We'll close with one more question about the current environment. Is there anything else in the financial sector? You mentioned you owned the asset managers for a long time. We haven't really had a private credit event, and that has become a huge, huge part of those asset managers. Are you concerned at all about that area of the market?

Derek Pilecki:

I'm sure there's some bad private credit deals. Am I concerned from a systemic way? No, I think there's a lot less leverage in private credit than the banks held those debts on all managers. I'm generally concerned that institutions are over levered to privates and they haven't had distributions. They committed to a lot of deals or funds thinking that they were going to get distributions from earlier deals. They didn't get those distributions. So I think I've been concerned about the lack of liquidity at the institutional investor level and as time goes by, that should heal itself.
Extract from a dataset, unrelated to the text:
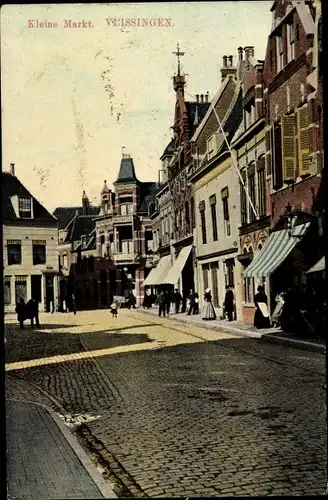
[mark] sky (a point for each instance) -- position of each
(72, 97)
But I think the fundraising environment is tougher and that's why alternative asset managers are going after retail and 4 0 1 Ks and it's clearly to meet their fundraising goals, they have to go to retail. And that's the institutional community just doesn't have capacity to keep allocating. So I've just been less interested in the alts because of that.

But in private credit, I think the private credit as far as private credit and banks, banks shrunk their credit box post Dodd-Frank. And that's why we saw the initial growth of private credit made sense. There used to be loans made by banks. The banks weren't making any worse, so private credit stepped in. We've seen a big growth in private credit. Beyond that, I think the banks are providing wholesale financing to the private credit managers. It's not very levered, but I think the recent episode in the banks is raised concerned about how closely are the banks monitoring those, that collateral that are on those warehouse lines. And so I think the banks are going to get a lot of tough questions over the next three to six months about what kind of risk management practices they have on that non-depository financial institutional lending.

Max Wiethe:

Alright, Derek, well we will leave it right there. Thank you so much for joining us and where can people find you best?

Derek Pilecki:

Yeah, if you come to my website and sign up for my letter, I'd really appreciate it. Go to gator capital.com and we won't spam you just four letters a year and we don't review what's in the Wall Street Journal, we just give you a recent stock that we purchased in our investment thesis behind it. You'll appreciate that.

Max Wiethe:

Alright, thank you Derek. Talk to you again soon. Thanks a lot Max.